In der Neustadt gab es bei dem Ausbau des Befestigungssystems auf der linken Weserseite um 1620 nur zwei Durchlässe durch den Wall, das Hohentor und das Buntentor

Das Hohentor in der Bremer Neustadt um 1822
  • Das Hohentor im Westen der Neustadt entstand um 1620. Es hieß zunächst Westertor und auch Delmenhorster Tor. Den hohen Giebel schmückte das Bremer Wappen und darunter sechs Ratsherrenwappen. Die in der Grünanlage aufgestellte Justitia soll das Torhaus geschmückt haben. Um 1810 entstanden nach der Aufhebung der Festungsanlagen hier zwei Wachtore. Es entstanden neben dem Tor ein Wach- und ein Akzisehaus im klassizistischen Stil mit vier vorgezogenen dorischen Säulen. 1844 wurden nach der Aufhebung der Torsperren die Wachhäuser als Wohnhäuser genutzt. Um 1825 wurde das Tor abgerissen und die Wachhäuser 1944 zerbombt. Der Ortsteil Hohentor, die Straße Am Hohentorsplatz, der Hohentorsplatz und der Hohentorspark erinnern an das Tor.
  • Das Buntentor gehörte auch zur Neustadter Befestigungsanlage aus der Zeit um 1620. Es hieß zuerst Südertor. Es war zunächst ein schmuckloses Tor. In der Mitte des 18. Jahrhunderts entstand ein Tor mit einem Dreiecksgiebel mit dem Bremer Wappen wie im Hohentor. 1819 entstanden neben dem Tor wie beim Hohentor ein Wach- und ein Akzisehaus. Das Tor wurde 1861 abgerissen und die Wachhäuser 1944 durch Bomben zerstört. Der Ortsteil Buntentor und der Buntentorsteinweg sind nur noch Hinweise auf das Tor.

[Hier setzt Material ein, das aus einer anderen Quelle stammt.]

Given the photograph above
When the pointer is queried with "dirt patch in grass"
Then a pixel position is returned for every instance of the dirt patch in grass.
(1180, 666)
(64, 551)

Spätestens seit dem 18. Jahrhundert gab es zusätzlich das Werdertor, eine einfache Zugbrücke am Südufer des Weser-Hauptstroms, die Zimmerplatz und Werftgelände südöstlich der Braut über den Stadtgraben hinweg mit dem Stadtwerder verband.

Neben den Toren führte nach und nach eine Vielzahl von Pforten durch die Mauer. Sie hatten dieselben Schlusszeiten wie die Stadttore. Die Schlüsselgewalt hatten jeweils in der Nähe wohnende Ratsmitglieder.

Durch die Mauer an der Weser, oder wo es keine Mauer gab zwischen den Häusern der Weserfront führten Pforten zu den Anlegeplätzen. Flussaufwärts der Weserbrücke, also am Tiefer, gab es die beiden Holzpforten, genannt „Holtporten“ und „Kleine Holtporten“, durch die das in Form von Flößen die Weser herab beförderte Holz in die Stadt geschafft werden konnte. Flussabwärts der Brücke gelangte man durch die Schlachtpforten an die Schlachte, also das Weserkai für die Seeschiffe. Es waren: 1. Schlachtpforte, Josephsgang, Ulenstein, 2. Schlachtpforte, Heimlichenpforte, Ansgaritränkpforte, Kranpforte, Düsternpforte, Zingelpforte, Letzte Schlachtpforte. Die Pforten schlossen zur Weser bündig mit den angrenzenden Häusern an der Schlachte ab.

Bremen um 1600 mit Schlachte und Martini-Kirche von Frans Hogenberg

Zur Stephanistadt

[Bearbeiten | Quelltext bearbeiten]

In der Mauer zur Stephanistadt gab es nördlich der Natel, dem einzigen richtigen Stadttor hier drei Pforten in folgender Reihe, als erstes als den Brill zwischen Hutfilterstraße und Faulenstraße, dann die Nagelspforte und schließlich beim Schwanengatt die Hasenpforte.

Zur Adamspforte zwischen Stephanitor und Doventor führt in gerader Fortsetzung der Faulenstraße die Große Fuhrleutestraße, heute der Faulenstraße mit zugerechnet. Außerdem gab es einige private Pforten zu Gärten vor der Stadtmauer.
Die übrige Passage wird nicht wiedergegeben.